The Laot project aims to protect critical infrastructure from cyber attacks, by inserting a protective device between the internet and the control system to be protected.
Much critical infrastructure must be remotely managed. This is particularly true for utilities (power, water, etc) in physically remote communities, as there are many in Australia and other places in the world. For example, a power station that supplies a community in the Australian Desert is (together with other remote generators) managed from the power company's central control room in Darwin, NT. Other relevant examples facing the same challenges are a sewage treatment plant, drinking-water supply, an oil pipeline, or Sydney's traffic control.
Specifically, the power station has a local control computer (PLC) which receives inputs from sensors that show the state of the system, such as voltage and current produced by solar panels, and issues commands, e.g. to the inverter. The PLC has a monitor/maintenance interface that connects, via the Internet, to the control room. The control room receives telemetry data showing the state of the generator, and can manage it, especially shutting it down and restarting it.

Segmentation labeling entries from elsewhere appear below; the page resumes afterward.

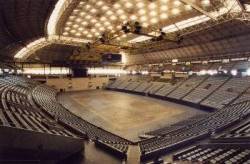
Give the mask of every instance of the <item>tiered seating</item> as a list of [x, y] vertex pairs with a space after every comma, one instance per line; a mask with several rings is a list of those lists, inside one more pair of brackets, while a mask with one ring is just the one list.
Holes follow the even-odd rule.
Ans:
[[[111, 147], [117, 144], [128, 147], [127, 140], [96, 127], [85, 120], [73, 115], [56, 100], [56, 91], [52, 88], [40, 85], [33, 89], [35, 101], [52, 117], [58, 119], [65, 126], [87, 135], [92, 140], [108, 143]], [[121, 147], [122, 150], [124, 149]]]
[[[27, 151], [34, 154], [39, 151], [40, 158], [60, 159], [83, 147], [82, 139], [47, 117], [35, 105], [30, 97], [34, 85], [35, 82], [20, 77], [0, 79], [1, 159], [25, 156]], [[39, 145], [43, 151], [39, 150]]]
[[109, 89], [115, 89], [115, 88], [117, 88], [121, 83], [123, 83], [124, 81], [129, 81], [130, 80], [130, 78], [129, 77], [120, 77], [120, 78], [118, 78], [118, 79], [116, 79], [114, 82], [112, 82], [112, 83], [109, 83], [108, 85], [107, 85], [107, 88], [109, 88]]
[[163, 86], [164, 86], [164, 83], [162, 82], [151, 82], [150, 87], [148, 87], [144, 92], [147, 94], [155, 94]]
[[28, 92], [25, 88], [1, 80], [1, 113], [4, 123], [16, 128], [74, 137], [62, 127], [53, 130], [46, 127], [45, 123], [53, 120], [46, 118], [37, 107], [30, 103]]
[[132, 83], [132, 81], [124, 80], [119, 85], [117, 85], [117, 87], [115, 89], [125, 90], [125, 88], [128, 87], [131, 83]]
[[250, 89], [246, 90], [232, 104], [237, 104], [237, 103], [244, 102], [244, 101], [250, 101]]
[[233, 67], [233, 69], [236, 69], [236, 70], [247, 70], [248, 68], [250, 68], [250, 62], [249, 61], [238, 62]]
[[249, 142], [250, 141], [250, 121], [230, 130], [229, 132], [213, 138], [213, 142]]
[[163, 83], [163, 84], [164, 85], [152, 95], [165, 97], [170, 92], [175, 90], [181, 84], [181, 82], [177, 82], [175, 84], [171, 84], [171, 83]]
[[198, 145], [175, 154], [173, 159], [192, 163], [248, 164], [250, 162], [250, 148], [223, 144]]
[[207, 99], [201, 102], [204, 106], [221, 109], [232, 102], [242, 92], [250, 87], [250, 77], [233, 77]]
[[227, 76], [211, 76], [191, 93], [183, 98], [184, 101], [200, 103], [204, 98], [214, 92], [218, 87], [228, 80]]
[[208, 114], [204, 119], [183, 128], [171, 131], [167, 135], [155, 137], [140, 143], [141, 158], [172, 150], [183, 144], [192, 143], [212, 132], [218, 132], [232, 125], [242, 117], [250, 114], [250, 103], [232, 105], [214, 113]]
[[196, 88], [200, 83], [202, 83], [206, 78], [207, 76], [192, 76], [182, 83], [177, 89], [171, 92], [167, 97], [181, 99], [194, 88]]
[[129, 83], [129, 85], [124, 88], [124, 90], [127, 90], [127, 91], [133, 91], [136, 87], [138, 87], [139, 85], [141, 84], [141, 82], [138, 82], [138, 81], [132, 81]]
[[211, 67], [211, 64], [192, 64], [191, 70], [193, 72], [200, 72], [202, 70], [208, 70]]
[[144, 93], [152, 84], [150, 82], [142, 82], [139, 86], [134, 89], [134, 92]]
[[207, 116], [207, 114], [198, 114], [193, 117], [188, 118], [187, 120], [183, 120], [180, 122], [177, 122], [173, 125], [169, 125], [151, 132], [146, 133], [147, 135], [153, 135], [153, 136], [164, 136], [167, 135], [168, 133], [171, 133], [172, 131], [181, 129], [185, 126], [192, 125], [195, 122], [201, 121]]
[[237, 62], [214, 63], [209, 69], [229, 72]]

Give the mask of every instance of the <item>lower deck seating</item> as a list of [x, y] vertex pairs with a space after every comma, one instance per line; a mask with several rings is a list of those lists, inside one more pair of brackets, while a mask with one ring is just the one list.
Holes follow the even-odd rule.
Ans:
[[221, 109], [250, 87], [250, 77], [233, 77], [201, 102], [204, 106]]
[[152, 84], [150, 82], [142, 82], [139, 86], [137, 86], [134, 89], [134, 92], [137, 93], [145, 93], [145, 90], [147, 90]]
[[184, 101], [200, 103], [207, 96], [213, 93], [218, 87], [228, 80], [228, 76], [211, 76], [191, 93], [183, 98]]
[[173, 90], [175, 90], [180, 84], [181, 82], [178, 82], [176, 84], [164, 83], [164, 85], [152, 95], [165, 97], [166, 95], [171, 93]]
[[161, 89], [164, 86], [164, 83], [162, 82], [151, 82], [150, 87], [148, 87], [144, 93], [146, 94], [155, 94], [159, 89]]
[[250, 89], [246, 90], [232, 104], [237, 104], [237, 103], [241, 103], [241, 102], [244, 102], [244, 101], [250, 101]]
[[142, 141], [140, 142], [142, 158], [197, 141], [211, 133], [225, 129], [249, 114], [249, 102], [232, 105], [208, 114], [207, 117], [193, 124], [171, 131], [168, 135]]
[[39, 85], [33, 89], [32, 94], [36, 103], [49, 115], [59, 120], [65, 126], [80, 132], [82, 135], [86, 135], [94, 141], [98, 140], [111, 144], [111, 146], [113, 144], [125, 146], [130, 144], [129, 141], [96, 127], [69, 112], [56, 100], [56, 91], [54, 89]]
[[[29, 151], [39, 152], [40, 158], [61, 159], [83, 147], [81, 138], [35, 105], [31, 98], [35, 85], [21, 77], [0, 79], [1, 160], [26, 156]], [[39, 145], [42, 152], [37, 147]]]
[[173, 156], [174, 161], [192, 163], [248, 164], [250, 148], [238, 145], [198, 145], [183, 150]]
[[182, 99], [190, 91], [195, 89], [200, 83], [202, 83], [207, 76], [192, 76], [185, 82], [183, 82], [177, 89], [171, 92], [167, 97], [174, 99]]

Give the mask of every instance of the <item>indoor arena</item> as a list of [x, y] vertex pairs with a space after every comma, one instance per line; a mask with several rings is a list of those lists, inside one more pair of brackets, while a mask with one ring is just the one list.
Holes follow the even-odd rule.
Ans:
[[0, 97], [0, 164], [250, 164], [250, 0], [0, 0]]

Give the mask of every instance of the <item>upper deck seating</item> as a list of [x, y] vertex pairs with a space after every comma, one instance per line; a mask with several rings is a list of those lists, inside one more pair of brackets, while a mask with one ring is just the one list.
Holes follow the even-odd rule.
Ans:
[[201, 102], [202, 105], [221, 109], [232, 102], [237, 96], [250, 87], [250, 77], [233, 77], [208, 98]]
[[196, 88], [200, 83], [202, 83], [206, 78], [207, 76], [192, 76], [183, 82], [177, 89], [171, 92], [167, 97], [181, 99], [194, 88]]
[[204, 98], [213, 93], [218, 87], [226, 82], [228, 78], [229, 77], [227, 76], [211, 76], [185, 96], [183, 100], [192, 103], [200, 103]]

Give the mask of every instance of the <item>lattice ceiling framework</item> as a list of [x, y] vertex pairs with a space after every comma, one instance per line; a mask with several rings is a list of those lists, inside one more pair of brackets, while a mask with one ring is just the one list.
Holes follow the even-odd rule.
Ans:
[[117, 41], [135, 36], [121, 32], [125, 22], [139, 22], [146, 31], [162, 28], [179, 20], [203, 15], [218, 5], [217, 0], [81, 0], [72, 10], [64, 26], [63, 36], [96, 40], [111, 33]]

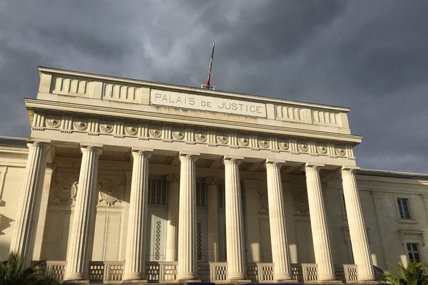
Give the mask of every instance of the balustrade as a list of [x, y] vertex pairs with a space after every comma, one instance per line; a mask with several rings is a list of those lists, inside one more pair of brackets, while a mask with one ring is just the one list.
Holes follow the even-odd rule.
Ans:
[[[37, 266], [38, 275], [51, 276], [58, 282], [63, 280], [66, 261], [46, 261]], [[178, 262], [146, 262], [146, 272], [150, 283], [168, 283], [176, 280]], [[272, 263], [253, 262], [247, 266], [247, 276], [253, 282], [269, 283], [273, 280]], [[91, 261], [89, 265], [89, 280], [98, 283], [118, 283], [122, 281], [124, 261]], [[292, 264], [293, 279], [300, 283], [318, 280], [316, 264]], [[380, 269], [379, 269], [380, 271]], [[200, 262], [198, 264], [198, 278], [202, 281], [223, 283], [228, 281], [227, 262]], [[337, 280], [344, 283], [357, 281], [358, 270], [355, 264], [335, 266]]]

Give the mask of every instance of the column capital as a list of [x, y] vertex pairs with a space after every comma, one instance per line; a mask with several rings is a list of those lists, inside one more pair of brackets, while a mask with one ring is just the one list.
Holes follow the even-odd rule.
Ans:
[[360, 170], [361, 167], [354, 165], [354, 166], [342, 166], [341, 170], [341, 174], [347, 174], [347, 173], [355, 173], [356, 170]]
[[274, 167], [274, 166], [281, 168], [281, 167], [282, 165], [284, 165], [284, 163], [285, 163], [285, 160], [271, 160], [271, 159], [267, 159], [266, 161], [265, 162], [265, 164], [266, 165], [267, 168]]
[[198, 160], [198, 158], [200, 155], [200, 153], [188, 151], [180, 151], [178, 155], [180, 157], [180, 161], [192, 160], [196, 162], [196, 160]]
[[170, 183], [179, 183], [180, 175], [177, 173], [170, 173], [166, 175], [166, 180]]
[[218, 186], [220, 183], [221, 183], [221, 180], [218, 177], [210, 177], [205, 179], [205, 183], [208, 185], [208, 186]]
[[101, 155], [103, 152], [103, 145], [96, 143], [96, 144], [86, 144], [81, 143], [81, 151], [83, 152], [86, 152], [88, 151], [92, 151], [96, 152], [97, 155]]
[[225, 155], [223, 157], [223, 163], [225, 165], [226, 164], [230, 164], [230, 163], [235, 163], [238, 165], [240, 165], [240, 163], [244, 160], [243, 157], [240, 157], [240, 156], [232, 156], [232, 155]]
[[41, 147], [48, 150], [51, 147], [51, 141], [29, 140], [27, 147], [29, 148]]
[[153, 154], [153, 149], [136, 148], [133, 147], [131, 150], [132, 157], [143, 156], [145, 158], [149, 159]]
[[306, 172], [311, 170], [320, 171], [324, 166], [325, 165], [322, 163], [306, 162], [305, 165], [305, 172]]

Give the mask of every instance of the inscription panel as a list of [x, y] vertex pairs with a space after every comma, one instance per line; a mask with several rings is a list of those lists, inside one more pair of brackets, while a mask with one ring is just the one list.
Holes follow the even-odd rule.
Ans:
[[266, 118], [263, 103], [156, 89], [151, 90], [150, 104]]

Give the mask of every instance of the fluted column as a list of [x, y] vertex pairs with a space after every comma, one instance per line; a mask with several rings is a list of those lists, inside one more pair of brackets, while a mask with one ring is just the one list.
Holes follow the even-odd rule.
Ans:
[[93, 245], [96, 180], [101, 148], [84, 146], [81, 150], [82, 162], [67, 248], [65, 281], [88, 280]]
[[320, 166], [306, 164], [306, 187], [314, 244], [315, 262], [318, 264], [318, 280], [334, 280], [335, 268], [332, 259], [330, 239], [327, 227], [325, 209], [322, 199]]
[[225, 157], [225, 200], [228, 275], [230, 281], [245, 279], [243, 207], [239, 177], [241, 160]]
[[196, 279], [196, 175], [197, 155], [180, 154], [178, 280]]
[[221, 180], [207, 177], [207, 214], [208, 220], [208, 261], [218, 262], [218, 204], [217, 191]]
[[178, 232], [178, 203], [180, 176], [175, 173], [166, 177], [168, 180], [168, 224], [166, 228], [165, 261], [177, 261], [177, 232]]
[[16, 218], [16, 228], [11, 242], [10, 252], [23, 259], [23, 268], [30, 265], [36, 223], [39, 219], [40, 199], [46, 167], [46, 154], [50, 143], [34, 142], [27, 144], [29, 156], [23, 177], [23, 192]]
[[342, 167], [342, 183], [354, 261], [358, 266], [358, 281], [373, 281], [375, 279], [355, 169]]
[[281, 166], [282, 164], [277, 162], [266, 162], [270, 243], [275, 281], [292, 279], [285, 229]]
[[132, 156], [133, 162], [123, 280], [142, 280], [146, 269], [148, 160], [151, 151], [133, 150]]

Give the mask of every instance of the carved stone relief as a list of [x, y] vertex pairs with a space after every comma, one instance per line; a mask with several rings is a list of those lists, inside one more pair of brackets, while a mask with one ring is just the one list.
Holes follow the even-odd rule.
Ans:
[[123, 182], [100, 181], [98, 183], [98, 190], [100, 193], [98, 202], [104, 202], [108, 207], [116, 202], [122, 202], [122, 196], [125, 184]]
[[56, 204], [71, 204], [77, 195], [77, 180], [56, 178], [51, 192], [49, 202]]

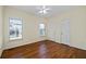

Remote operation makes the utility a target for cyber attacks. Cyber criminals might try to shut the generator down, leaving the community without electricity. They might even cause physical damage, as demonstrated in the Aurora Generator Test. Many utilities are susceptible to such attacks, as the PLCs of utilities and their communication protocols are generally not designed to operate in a hostile environment. Frequently, their software is too fragile to change (eg for hardening), and in many cases source code may not even be available.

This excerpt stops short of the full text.